I want to say it, but my view is that evolution’s goals were very easy to reach, and in partucular, it can make use of the following assumptions:
Deceptive Alignment does not matter, in other words, so long as it reproduces, deception doesn’t matter. For most goals, deceptive alignment would entirely break the alignment, since we’re usually aiming for much more specific goals.
Instrumental goals can be used at least in part to do the task, that is instrumental convergence isn’t the threat it’s usually portrayed as.
There are other reasons, but these two are the main reasons why the alignment problem is so hard (without interpretability tools.)
How are we possibly aiming for “much more specific goals”—remember evolution intra-aligned brains to each other through altruism. We only need to improve on that.
And regardless we could completely ignore human values and just create AI that optimizes for human empowerment (maximization of our future optionality, or future potential to fulfill any goal).

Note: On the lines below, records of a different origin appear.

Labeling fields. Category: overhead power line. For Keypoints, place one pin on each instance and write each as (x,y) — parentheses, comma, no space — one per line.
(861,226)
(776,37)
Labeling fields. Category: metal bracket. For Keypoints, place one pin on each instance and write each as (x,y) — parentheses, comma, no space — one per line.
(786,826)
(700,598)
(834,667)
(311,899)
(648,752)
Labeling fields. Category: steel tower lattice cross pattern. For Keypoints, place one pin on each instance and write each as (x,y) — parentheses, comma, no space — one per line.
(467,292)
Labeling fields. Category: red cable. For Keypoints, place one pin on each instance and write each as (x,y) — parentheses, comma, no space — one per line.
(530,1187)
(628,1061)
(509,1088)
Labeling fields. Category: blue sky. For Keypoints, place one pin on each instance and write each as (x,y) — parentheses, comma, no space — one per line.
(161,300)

My understanding of deep learning is that training is also roughly the repeated application of a filter. The filter is some loss function (or, potentially the LLM evaluators like you suggest) which repeatedly selects for a set of model weights that perform well according to that function, similar to how natural selection selects for individuals who are relatively fit. Humans designing ML systems can be careful about how to craft our loss functions, rather than arbitrary environmental factors determining what “fitness” means, but this does not guarantee that the models produced by this process actually do what we want. See inner misalignment for why models might not do what we want even if we put real effort into trying to get them to.
Even working in the analogy you propose, we have problems. Parents raising their kids often fail to instill important ideas they want to (many kids raised in extremely religious households later convert away).